What Makes Ruby Code Slow

To learn what makes Ruby code fast, we must understand what makes Ruby code slow.

If you’ve done any performance optimization in the past, you probably think you know what makes code slow. You may think that even if you haven’t done performance optimization. Let me see if I can guess what you think.

Your first guess is algorithmic complexity of the code: extra nested loops, computations, that sort of stuff. And what would you do to fix the algorithmic complexity? Well, you would profile the code, locate the slow section, identify the reason for the slowness, and rewrite the code to avoid the bottleneck. Rinse and repeat until fast.

Sounds like a good plan, right? However, it doesn’t always work for Ruby code. Algorithmic complexity can be a major cause for performance problems. But Ruby has another cause that developers often overlook.

Let me show you what I’m talking about. Let’s consider a simple example that takes a two-dimensional array of strings and formats it as a CSV.

Let’s jump right in. Key in or download this simple program.

chp1/example_unoptimized.rb
 
require ​"benchmark"
 
 
num_rows = 100000
 
num_cols = 10
 
data = Array.new(num_rows) { Array.new(num_cols) { ​"x"​*1000 } }
 
 
time = Benchmark.realtime ​do
 
csv = data.map { |row| row.join(​","​) }.join(​" "​)
 
end
 
 
puts time.round(2)

We’ll run the program and see how it performs. But before that we need to set up the execution environment. There are five major Ruby versions in use today: 1.8.7, 1.9.3, 2.0, 2.1, and 2.2. These versions have very different performance characteristics. Ruby 1.8 is the oldest and the slowest of them, with a different interpreter architecture and implementation. Ruby 1.9.3 and 2.0 are the current mainstream releases with similar performance. Ruby 2.1 and 2.2 are the only versions that were developed with performance in mind, at least if we believe their release notes, and thus should be the fastest.

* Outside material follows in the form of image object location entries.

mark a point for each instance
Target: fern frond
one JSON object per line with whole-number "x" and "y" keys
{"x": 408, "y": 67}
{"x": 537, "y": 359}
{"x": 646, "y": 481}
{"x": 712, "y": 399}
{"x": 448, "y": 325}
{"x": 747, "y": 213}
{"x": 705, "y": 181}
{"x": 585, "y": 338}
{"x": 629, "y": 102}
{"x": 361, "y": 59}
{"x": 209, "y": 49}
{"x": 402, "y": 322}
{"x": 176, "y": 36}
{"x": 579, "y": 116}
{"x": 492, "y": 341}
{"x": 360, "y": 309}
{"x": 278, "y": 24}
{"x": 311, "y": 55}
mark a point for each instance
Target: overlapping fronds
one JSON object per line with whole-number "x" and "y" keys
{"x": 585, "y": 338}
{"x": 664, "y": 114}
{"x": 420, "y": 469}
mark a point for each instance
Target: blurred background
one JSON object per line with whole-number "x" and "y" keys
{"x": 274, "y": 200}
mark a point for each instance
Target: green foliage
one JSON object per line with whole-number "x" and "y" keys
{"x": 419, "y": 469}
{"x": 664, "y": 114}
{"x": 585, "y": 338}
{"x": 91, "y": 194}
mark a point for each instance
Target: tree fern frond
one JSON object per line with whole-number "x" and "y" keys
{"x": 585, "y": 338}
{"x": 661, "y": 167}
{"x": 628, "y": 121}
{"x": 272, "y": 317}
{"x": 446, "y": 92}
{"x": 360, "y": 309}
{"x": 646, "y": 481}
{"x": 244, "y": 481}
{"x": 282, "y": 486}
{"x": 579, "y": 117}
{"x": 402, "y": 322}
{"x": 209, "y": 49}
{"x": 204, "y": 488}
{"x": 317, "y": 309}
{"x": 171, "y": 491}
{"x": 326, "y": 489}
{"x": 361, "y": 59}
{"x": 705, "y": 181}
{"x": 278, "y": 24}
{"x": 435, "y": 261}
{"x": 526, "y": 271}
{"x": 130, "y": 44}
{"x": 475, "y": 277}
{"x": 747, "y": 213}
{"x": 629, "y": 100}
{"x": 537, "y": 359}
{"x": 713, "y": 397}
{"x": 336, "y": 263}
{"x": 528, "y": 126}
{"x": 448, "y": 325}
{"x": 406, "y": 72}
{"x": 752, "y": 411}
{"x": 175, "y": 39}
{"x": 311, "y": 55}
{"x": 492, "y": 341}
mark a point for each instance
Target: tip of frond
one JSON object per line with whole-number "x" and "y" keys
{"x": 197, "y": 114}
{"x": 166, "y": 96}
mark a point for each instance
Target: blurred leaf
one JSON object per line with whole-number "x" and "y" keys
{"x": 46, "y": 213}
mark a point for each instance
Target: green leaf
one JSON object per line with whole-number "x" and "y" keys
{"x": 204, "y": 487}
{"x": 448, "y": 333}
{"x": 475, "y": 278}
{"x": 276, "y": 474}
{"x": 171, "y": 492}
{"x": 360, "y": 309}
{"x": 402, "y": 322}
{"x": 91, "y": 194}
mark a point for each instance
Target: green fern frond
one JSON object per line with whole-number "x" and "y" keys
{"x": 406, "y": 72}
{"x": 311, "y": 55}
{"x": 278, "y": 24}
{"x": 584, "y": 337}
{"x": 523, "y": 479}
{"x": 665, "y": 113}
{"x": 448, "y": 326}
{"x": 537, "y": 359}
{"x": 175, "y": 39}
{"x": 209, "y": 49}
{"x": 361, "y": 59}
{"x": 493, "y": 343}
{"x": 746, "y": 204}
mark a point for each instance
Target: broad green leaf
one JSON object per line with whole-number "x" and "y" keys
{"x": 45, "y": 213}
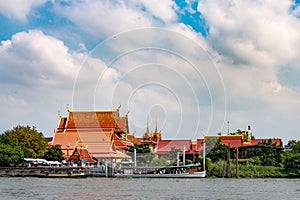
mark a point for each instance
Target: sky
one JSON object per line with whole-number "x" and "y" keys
{"x": 191, "y": 67}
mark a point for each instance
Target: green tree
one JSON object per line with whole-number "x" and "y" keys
{"x": 54, "y": 153}
{"x": 28, "y": 138}
{"x": 292, "y": 162}
{"x": 140, "y": 148}
{"x": 172, "y": 155}
{"x": 10, "y": 155}
{"x": 215, "y": 149}
{"x": 294, "y": 145}
{"x": 160, "y": 162}
{"x": 144, "y": 156}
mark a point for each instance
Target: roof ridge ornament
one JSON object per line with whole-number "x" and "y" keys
{"x": 68, "y": 108}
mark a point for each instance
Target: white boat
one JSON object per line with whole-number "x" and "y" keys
{"x": 183, "y": 171}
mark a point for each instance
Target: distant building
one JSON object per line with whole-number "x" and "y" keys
{"x": 92, "y": 135}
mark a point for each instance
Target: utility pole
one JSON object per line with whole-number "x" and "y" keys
{"x": 236, "y": 162}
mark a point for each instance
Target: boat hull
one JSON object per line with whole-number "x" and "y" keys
{"x": 183, "y": 175}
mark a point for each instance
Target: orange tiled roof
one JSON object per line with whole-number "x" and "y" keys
{"x": 65, "y": 140}
{"x": 274, "y": 140}
{"x": 84, "y": 153}
{"x": 62, "y": 123}
{"x": 91, "y": 119}
{"x": 229, "y": 140}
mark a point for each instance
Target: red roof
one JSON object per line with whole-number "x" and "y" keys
{"x": 165, "y": 146}
{"x": 91, "y": 119}
{"x": 84, "y": 153}
{"x": 277, "y": 141}
{"x": 67, "y": 141}
{"x": 199, "y": 144}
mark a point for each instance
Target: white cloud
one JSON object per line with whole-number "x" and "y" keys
{"x": 104, "y": 18}
{"x": 36, "y": 79}
{"x": 35, "y": 58}
{"x": 18, "y": 9}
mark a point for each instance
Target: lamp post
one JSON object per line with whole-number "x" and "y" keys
{"x": 68, "y": 145}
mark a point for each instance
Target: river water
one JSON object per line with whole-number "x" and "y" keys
{"x": 113, "y": 188}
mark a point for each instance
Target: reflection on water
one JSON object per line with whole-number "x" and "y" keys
{"x": 112, "y": 188}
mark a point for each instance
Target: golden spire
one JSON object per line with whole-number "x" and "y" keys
{"x": 59, "y": 114}
{"x": 67, "y": 106}
{"x": 155, "y": 131}
{"x": 147, "y": 131}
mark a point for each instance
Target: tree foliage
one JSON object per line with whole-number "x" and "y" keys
{"x": 29, "y": 139}
{"x": 270, "y": 154}
{"x": 54, "y": 153}
{"x": 140, "y": 148}
{"x": 215, "y": 149}
{"x": 10, "y": 155}
{"x": 21, "y": 142}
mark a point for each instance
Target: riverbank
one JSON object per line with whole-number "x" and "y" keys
{"x": 41, "y": 171}
{"x": 217, "y": 170}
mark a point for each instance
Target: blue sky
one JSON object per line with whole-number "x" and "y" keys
{"x": 192, "y": 65}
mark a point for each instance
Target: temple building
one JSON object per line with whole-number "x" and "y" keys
{"x": 92, "y": 136}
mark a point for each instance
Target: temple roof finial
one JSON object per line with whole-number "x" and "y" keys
{"x": 59, "y": 114}
{"x": 148, "y": 131}
{"x": 67, "y": 106}
{"x": 155, "y": 131}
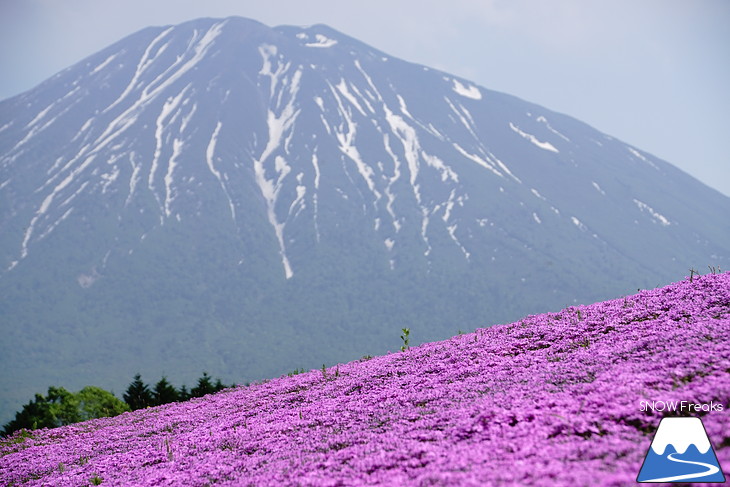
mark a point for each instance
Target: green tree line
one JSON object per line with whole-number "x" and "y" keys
{"x": 60, "y": 407}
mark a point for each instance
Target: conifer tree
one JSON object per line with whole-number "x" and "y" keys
{"x": 183, "y": 394}
{"x": 164, "y": 392}
{"x": 138, "y": 394}
{"x": 219, "y": 386}
{"x": 205, "y": 386}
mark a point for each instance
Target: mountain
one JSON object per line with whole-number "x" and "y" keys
{"x": 552, "y": 399}
{"x": 224, "y": 196}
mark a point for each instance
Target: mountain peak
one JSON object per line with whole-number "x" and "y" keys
{"x": 267, "y": 186}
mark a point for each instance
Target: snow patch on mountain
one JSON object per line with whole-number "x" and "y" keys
{"x": 469, "y": 91}
{"x": 542, "y": 145}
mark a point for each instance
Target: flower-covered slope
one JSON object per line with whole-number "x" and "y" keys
{"x": 554, "y": 399}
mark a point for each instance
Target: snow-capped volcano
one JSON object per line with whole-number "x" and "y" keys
{"x": 262, "y": 199}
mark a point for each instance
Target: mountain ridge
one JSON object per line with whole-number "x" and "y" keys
{"x": 221, "y": 195}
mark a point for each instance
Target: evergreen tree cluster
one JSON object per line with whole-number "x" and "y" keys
{"x": 139, "y": 395}
{"x": 60, "y": 407}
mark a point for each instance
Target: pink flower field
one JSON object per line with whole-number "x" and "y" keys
{"x": 554, "y": 399}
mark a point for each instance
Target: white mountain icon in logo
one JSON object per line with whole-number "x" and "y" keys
{"x": 681, "y": 452}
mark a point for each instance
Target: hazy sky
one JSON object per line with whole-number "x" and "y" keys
{"x": 653, "y": 73}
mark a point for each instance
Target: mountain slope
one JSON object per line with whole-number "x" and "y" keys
{"x": 222, "y": 195}
{"x": 556, "y": 398}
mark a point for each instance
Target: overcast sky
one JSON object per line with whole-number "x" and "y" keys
{"x": 653, "y": 73}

It’s hard to target old software platforms, so I’ll make a necessary simplification in this book. I will neither write examples nor measure performance for Ruby 1.8. I do this because Ruby 1.8 is not only internally different, it’s also source-incompatible, making my task extremely complicated. However, even if you have a legacy system running Ruby 1.8 with no chance to upgrade, you can still use the performance optimization advice from this book. Everything I describe in the book applies to 1.8. In fact, you might even get more improvement. The old interpreter is so inefficient that any little change can make a big difference. In addition to that I will give 1.8-specific advice where appropriate.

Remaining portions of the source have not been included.